My thinking may be flawed but here is the problem I am attempting to solve.
I have a synonym filter/analyzer configured like this:
analyzer: {
synonym_analyzer: {
tokenizer: 'standard',
filter: ['lowercase', 'synonym_filter'],
},
},
filter: {
synonym_filter: {
type: 'synonym',
synonyms: [
'mambo 5, mambo number 5 => mambo5',
],
},
},
///
search_headline: {
type: 'text',
analyzer: "synonym_analyzer"
},
In this example, when I index a document like this:
{ search_headline: "Mambo number 5" }
The result of the analysis will convert this field to:
mambo5
So if I search for "number 5" on this field, it will miss because the original field was modified and the search term is not converted because it does not match the synonym.

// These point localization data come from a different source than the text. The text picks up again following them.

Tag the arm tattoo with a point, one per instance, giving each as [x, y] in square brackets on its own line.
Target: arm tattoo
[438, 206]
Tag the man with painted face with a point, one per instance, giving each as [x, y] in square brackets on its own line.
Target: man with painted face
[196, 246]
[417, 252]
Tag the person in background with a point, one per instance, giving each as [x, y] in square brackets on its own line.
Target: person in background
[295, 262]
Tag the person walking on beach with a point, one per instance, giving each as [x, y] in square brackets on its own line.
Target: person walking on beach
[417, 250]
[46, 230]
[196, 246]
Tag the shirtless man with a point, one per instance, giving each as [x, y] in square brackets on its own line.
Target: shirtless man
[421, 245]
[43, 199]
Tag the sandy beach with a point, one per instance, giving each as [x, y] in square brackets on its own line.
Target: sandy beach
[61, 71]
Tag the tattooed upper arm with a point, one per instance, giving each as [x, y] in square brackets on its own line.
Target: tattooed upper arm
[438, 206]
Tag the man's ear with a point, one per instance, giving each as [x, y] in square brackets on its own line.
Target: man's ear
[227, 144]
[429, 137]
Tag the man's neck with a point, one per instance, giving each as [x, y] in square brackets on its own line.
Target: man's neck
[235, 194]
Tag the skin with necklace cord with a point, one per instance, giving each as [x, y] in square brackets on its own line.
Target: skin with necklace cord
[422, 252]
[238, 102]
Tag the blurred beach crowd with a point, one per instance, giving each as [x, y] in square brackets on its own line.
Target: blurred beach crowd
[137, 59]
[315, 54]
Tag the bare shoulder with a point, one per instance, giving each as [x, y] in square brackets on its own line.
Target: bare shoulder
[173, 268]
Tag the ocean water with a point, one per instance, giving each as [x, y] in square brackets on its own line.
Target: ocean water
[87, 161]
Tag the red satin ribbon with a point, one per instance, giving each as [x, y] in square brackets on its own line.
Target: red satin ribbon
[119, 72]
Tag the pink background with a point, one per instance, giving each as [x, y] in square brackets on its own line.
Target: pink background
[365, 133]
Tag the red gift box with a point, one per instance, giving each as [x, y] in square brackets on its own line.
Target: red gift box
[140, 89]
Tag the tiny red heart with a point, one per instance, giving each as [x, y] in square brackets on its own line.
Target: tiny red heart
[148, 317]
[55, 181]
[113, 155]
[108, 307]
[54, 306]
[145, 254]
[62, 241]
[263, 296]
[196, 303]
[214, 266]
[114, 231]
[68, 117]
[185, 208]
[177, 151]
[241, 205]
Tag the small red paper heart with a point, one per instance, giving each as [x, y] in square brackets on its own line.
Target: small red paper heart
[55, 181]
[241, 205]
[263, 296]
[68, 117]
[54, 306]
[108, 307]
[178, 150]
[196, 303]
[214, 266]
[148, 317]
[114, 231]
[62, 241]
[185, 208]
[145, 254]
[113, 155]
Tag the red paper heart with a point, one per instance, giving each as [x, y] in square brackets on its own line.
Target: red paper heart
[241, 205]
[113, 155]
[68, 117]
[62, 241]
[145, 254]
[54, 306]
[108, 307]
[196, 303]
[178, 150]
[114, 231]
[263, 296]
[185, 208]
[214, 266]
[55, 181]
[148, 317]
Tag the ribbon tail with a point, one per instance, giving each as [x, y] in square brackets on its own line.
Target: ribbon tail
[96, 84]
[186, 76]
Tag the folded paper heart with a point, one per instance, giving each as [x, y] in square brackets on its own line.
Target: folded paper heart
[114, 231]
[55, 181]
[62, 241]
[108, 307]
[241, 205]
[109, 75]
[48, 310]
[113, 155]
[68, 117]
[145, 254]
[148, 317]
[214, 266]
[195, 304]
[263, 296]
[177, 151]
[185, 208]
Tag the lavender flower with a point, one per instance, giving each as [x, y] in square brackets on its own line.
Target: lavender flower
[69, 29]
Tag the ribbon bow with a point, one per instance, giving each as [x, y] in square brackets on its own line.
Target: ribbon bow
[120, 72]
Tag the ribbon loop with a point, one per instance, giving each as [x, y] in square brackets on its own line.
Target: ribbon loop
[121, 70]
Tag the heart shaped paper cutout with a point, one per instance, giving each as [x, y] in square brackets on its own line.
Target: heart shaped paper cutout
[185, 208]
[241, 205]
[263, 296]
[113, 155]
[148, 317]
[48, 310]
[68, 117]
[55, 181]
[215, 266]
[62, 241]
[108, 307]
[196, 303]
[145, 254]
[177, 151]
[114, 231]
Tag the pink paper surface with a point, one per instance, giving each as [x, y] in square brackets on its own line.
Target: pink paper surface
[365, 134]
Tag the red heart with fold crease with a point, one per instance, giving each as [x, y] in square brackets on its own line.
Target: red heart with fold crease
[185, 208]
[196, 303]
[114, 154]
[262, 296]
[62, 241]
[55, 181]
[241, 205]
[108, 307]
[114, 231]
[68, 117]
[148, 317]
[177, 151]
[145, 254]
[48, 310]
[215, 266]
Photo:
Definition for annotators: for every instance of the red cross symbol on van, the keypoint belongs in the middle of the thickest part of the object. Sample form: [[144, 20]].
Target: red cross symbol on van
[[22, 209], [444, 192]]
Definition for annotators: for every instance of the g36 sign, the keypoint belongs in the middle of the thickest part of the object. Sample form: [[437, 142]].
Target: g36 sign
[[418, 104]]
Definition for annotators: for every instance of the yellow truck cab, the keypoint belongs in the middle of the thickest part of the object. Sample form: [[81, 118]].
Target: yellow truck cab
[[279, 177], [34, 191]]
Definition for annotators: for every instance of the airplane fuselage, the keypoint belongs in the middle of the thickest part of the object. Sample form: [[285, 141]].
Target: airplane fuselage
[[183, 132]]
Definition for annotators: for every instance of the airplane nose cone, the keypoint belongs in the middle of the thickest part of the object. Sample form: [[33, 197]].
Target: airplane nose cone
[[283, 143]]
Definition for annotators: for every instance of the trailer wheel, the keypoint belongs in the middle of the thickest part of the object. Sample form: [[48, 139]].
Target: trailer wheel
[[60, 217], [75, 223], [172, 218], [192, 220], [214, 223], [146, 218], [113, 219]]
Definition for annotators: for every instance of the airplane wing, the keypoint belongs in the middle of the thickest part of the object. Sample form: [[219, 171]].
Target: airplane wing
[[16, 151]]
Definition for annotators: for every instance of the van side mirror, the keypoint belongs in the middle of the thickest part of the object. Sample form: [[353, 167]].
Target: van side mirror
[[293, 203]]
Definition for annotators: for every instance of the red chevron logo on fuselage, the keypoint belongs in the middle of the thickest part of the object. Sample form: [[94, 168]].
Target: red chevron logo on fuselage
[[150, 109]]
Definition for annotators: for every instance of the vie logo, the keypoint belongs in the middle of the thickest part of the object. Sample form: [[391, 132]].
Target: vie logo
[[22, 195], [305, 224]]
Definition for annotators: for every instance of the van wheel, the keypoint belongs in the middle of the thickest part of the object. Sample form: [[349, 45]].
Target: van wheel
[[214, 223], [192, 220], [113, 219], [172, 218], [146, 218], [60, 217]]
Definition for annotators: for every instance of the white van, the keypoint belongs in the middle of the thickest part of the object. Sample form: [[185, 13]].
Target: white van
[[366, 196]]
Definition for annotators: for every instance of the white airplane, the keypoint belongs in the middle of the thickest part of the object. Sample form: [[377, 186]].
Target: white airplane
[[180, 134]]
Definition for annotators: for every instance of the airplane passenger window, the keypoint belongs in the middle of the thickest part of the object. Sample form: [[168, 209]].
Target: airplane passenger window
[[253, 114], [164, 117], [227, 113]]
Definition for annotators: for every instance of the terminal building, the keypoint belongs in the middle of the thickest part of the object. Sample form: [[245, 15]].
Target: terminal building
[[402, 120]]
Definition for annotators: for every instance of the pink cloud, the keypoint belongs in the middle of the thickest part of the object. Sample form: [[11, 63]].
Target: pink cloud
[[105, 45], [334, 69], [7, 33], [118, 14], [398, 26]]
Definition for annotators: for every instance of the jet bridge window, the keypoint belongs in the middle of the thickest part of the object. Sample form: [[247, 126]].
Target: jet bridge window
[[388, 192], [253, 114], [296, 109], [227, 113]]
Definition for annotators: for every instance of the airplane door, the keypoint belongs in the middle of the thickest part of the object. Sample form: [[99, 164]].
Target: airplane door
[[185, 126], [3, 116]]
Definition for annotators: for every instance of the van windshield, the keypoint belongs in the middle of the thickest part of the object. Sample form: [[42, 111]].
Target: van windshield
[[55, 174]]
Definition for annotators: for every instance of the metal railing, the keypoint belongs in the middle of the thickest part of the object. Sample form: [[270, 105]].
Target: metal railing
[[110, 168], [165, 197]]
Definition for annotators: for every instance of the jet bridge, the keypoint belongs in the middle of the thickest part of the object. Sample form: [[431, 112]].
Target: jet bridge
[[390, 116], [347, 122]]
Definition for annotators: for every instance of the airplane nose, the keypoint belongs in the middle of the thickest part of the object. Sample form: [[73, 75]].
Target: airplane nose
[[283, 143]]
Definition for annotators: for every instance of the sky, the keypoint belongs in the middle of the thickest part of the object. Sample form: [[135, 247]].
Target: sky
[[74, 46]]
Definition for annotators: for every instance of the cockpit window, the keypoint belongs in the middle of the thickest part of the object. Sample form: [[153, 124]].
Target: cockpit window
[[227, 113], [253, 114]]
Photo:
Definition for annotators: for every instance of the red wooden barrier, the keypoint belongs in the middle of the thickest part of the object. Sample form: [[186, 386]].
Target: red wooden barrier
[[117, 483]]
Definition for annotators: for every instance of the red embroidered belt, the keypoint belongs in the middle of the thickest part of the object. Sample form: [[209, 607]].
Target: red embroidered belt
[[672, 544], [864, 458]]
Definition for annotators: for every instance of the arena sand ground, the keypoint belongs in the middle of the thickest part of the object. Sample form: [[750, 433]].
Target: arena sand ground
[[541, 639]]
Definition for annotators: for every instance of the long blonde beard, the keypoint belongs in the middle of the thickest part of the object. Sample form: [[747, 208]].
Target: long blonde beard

My thought is to add an additional field:
search_synonyms: {
type: 'text',
analyzer: 'synonym_analyzer'
},
search_headline: {
type: 'text',
copy_to: "search_synonyms"
},
This way, the original field is not modified and we will apply synonym analysis on the new search_synonyms
field.
My question is, is it possible to "remove" terms that don't match a synonym when indexing into the search_synonyms
field?
For example, if I index this document:
{ search_headline: "My favorite song is Mambo number 5" }
I would like the indexed document to look like this:
{
search_synonyms: "mambo5", // could be an array if multiple synonyms are found
search_headline: "My favorite song is Mambo number 5
}
That way I could search across both fields -and- the search_synonyms
field won't cause so much duplication in the indexed content.
Like I said, my way of thinking may be flawed so hopefully this makes sense.